= The Society of the Friends of St George's and Descendants of the Knights of the Garter =

St George's Chapel at Windsor Castle, The Mirror of Literature, Amusement, and Instruction, 1831.

The Society of the Friends of St George's and Descendants of the Knights of the Garter is a constituent group of the Foundation of the College of St George, Windsor Castle which is a national charity in England. The society includes more than 5,100 members worldwide (including more than 900 AmFriends members of the American Friends of St George's and Descendants of the Knights of the Garter Inc.) to "protect, preserve and enhance" the college, its St George's Chapel, Windsor Castle and the chivalric knighthood, the Order of the Garter.

In addition to the many enhancement projects that the society helped fund since its creation, several major preservation projects were also completed. The ongoing project for 2009 was to clean and restore the chapel's West Window which is one of the largest in any English church with its collection of late-medieval stained-glass. The project for 2007 was to clean and repair the chapel West Front including its 16th century stonework, turrets and flying buttresses.

People interested in the society and its traditions and service may join as its members.

==History==
A group known as the Association of the Descendants of the Knights of the Garter was founded in the 1920s, composed of knights (KG) and ladies (LG) of the order, and their descendants. Another group known as the Friends of St George's was founded in 1931 to support the college by raising funds to "protect, preserve and enhance" the chapel as the physical and spiritual center of the order. The two groups accomplished their missions separately until 1934 when they merged as The Society of the Friends of St George's with which is amalgamated the Association of the Descendants of the Knights of the Garter.

The society was founded with the mission to continue the support of the college and historic chapel. The society shares with the order its patron Saint George the Martyr, the motto Honi soit qui mal y pense (Shame be to him who thinks evil of it), and the insignia of the garter.

The society changed its name a last time in 1966 when it was designated by the Charity Commission for England and Wales as a charity. After celebrating its 75th anniversary in 2006, the society became a constituent group of the foundation in 2007 when it completed its change in corporate governance.

The American Friends of St Georges & Descendants of the Knights is a 501(c)(3) Private Nonoperating Foundation based in Glenview, Kentucky. In 2024 it claimed $198,263 in total revenue and $31,331 in total assets. Its president is Eva Strasburger.

==Officers==
The foundation enjoys the service of its patron, the sovereign of the order, King Charles III and that of its president, the statutory knight companion of the order, William, Prince of Wales. The foundation vice presidents are the members of the order. The foundation patron and officers are assisted in their duties by its Board of Trustees.

The society members join in nominating a trustee to the foundation board, and are assisted in the society duties by its Friends' Consultative Committee.

==Membership==
All society members support its mission with their annual, ten-year or life contributions.

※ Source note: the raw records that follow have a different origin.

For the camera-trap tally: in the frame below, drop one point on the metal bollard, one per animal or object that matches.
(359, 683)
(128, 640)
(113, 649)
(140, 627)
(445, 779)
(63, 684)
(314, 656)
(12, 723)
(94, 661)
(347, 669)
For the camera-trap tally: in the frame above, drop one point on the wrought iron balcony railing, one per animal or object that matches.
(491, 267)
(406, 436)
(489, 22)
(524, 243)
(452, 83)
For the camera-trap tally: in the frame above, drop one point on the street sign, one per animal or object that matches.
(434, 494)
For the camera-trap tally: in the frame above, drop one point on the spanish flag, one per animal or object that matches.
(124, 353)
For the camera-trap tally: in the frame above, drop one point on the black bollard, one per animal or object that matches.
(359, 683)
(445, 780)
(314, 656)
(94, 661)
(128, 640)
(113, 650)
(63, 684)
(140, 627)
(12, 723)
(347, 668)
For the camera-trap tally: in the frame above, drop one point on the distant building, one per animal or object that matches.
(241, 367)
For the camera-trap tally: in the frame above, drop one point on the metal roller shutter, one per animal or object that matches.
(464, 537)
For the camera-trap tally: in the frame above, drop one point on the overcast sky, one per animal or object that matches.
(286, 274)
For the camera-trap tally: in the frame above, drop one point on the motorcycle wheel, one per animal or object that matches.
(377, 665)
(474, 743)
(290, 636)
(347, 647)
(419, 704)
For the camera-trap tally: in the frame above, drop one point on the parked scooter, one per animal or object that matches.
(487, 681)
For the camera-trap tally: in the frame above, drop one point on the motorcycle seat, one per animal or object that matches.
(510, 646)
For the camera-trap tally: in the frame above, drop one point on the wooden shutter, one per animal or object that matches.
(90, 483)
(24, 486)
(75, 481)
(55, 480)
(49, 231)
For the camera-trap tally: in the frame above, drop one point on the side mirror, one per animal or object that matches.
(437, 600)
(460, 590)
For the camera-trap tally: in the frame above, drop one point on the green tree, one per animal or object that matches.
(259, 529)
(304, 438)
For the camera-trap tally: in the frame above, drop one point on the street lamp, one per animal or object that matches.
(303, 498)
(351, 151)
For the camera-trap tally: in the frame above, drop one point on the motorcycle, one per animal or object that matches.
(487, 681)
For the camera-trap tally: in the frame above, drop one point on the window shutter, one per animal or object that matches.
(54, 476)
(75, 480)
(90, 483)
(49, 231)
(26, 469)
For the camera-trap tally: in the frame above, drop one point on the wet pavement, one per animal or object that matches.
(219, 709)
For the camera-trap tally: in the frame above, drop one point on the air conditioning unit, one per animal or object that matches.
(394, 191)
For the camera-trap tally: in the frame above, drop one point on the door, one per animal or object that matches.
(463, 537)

Every member receives:

- A copy of the society Annual Review which includes reports about the preservation work and history of the chapel and other college buildings,
- Publication of his or her name in the Society's leather-bound Book of Honour that is displayed permanently at the chapel,
- Entrance to the chapel and precincts through the Visitors' Centre during the open hours of the castle,
- Invitation to attend the society Annual General Meeting and Festival in May, the society Friends' Stand spectator seating at the royal Garter Day procession and service in June, various society teas throughout the year, various society tours of the chapel and other places of historic interest, often with privileged access, throughout the year, and, chapel services, organ recitals, choir Evensong and other concerts throughout the year.

===Friend members===
Every friend member is also given a personalized written Membership Certificate which bears an illumination of the patron saint and dragon known as The George, and is signed by the Dean of Windsor; and a college heraldic badge which bears the heraldic shield of St George's Cross.

===Descendant members===
Descendant members have also proved descent from one or more of the current or former members of the order. Every descendant member is also given a similar certificate and a descendant heraldic badge, which instead bears the heraldic shield of the founder of the order, the Plantagenet King Edward III, surmounted by a circlet crown.